The Greek economy showed resilience recording the 4th highest growth rate among the eurozone countries as well as the largest percentage reduction in the debt-to-GDP ratio

2023 was a milestone year for all of Europe, according to the analysts of PwC Greece, for many reasons, including the war conflicts in Ukraine and the Middle East, high inflation and the climate change which intensified the signs of a slowdown in the European economy.

However, the Greek economy showed resilience recording the 4th highest growth rate among the eurozone countries (2.2% vs. 0.5%) as well as the largest percentage reduction in the debt-to-GDP ratio (160.3% vs. 172.6% in 2022).

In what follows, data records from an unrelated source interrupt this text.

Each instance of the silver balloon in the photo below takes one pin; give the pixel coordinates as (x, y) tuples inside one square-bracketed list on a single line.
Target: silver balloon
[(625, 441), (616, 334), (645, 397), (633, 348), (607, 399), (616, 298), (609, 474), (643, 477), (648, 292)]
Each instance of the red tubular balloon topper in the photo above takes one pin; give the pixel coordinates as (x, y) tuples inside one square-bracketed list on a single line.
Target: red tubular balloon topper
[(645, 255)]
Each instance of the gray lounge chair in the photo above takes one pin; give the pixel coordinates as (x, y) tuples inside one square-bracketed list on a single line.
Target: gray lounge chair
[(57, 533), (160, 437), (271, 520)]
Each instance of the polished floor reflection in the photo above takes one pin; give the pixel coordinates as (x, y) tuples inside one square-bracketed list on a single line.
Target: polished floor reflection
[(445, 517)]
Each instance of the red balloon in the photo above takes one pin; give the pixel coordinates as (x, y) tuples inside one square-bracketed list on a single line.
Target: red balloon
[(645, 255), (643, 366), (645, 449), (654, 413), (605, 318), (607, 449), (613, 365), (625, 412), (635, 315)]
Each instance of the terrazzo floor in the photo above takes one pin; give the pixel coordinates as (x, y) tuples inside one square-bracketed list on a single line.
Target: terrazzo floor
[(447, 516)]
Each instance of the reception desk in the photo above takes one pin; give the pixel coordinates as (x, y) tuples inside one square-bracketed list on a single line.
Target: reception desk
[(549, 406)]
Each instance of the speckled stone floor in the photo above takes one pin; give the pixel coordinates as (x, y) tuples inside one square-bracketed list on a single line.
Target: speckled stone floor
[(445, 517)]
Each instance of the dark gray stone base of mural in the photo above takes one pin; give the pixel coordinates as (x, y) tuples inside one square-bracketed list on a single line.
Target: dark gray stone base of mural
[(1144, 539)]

Moreover, Greece was named by the Economist as “the country of the year” for 2023 due to its steady growth, its continued reforms, the reduction of debt as a percentage of GDP as well as the significant drop of unemployment rate to 9.2%, a rate Greece had last seen in May 2009. Moreover, Greece returned to the investment grade status after 13 years.

Curbing the fiscal expansion of the previous two years due to the energy crisis and high inflation, the Greek economy gained the credibility and confidence of the markets and institutional investors as: on October 20, 2023 the rating agency Standard & Poor’s upgraded the Greek economy to investment grade, and on December 2, 2023, the Fitch rating agency also upgraded the Greek economy to investment grade, which also led to the de-escalation of business financing costs.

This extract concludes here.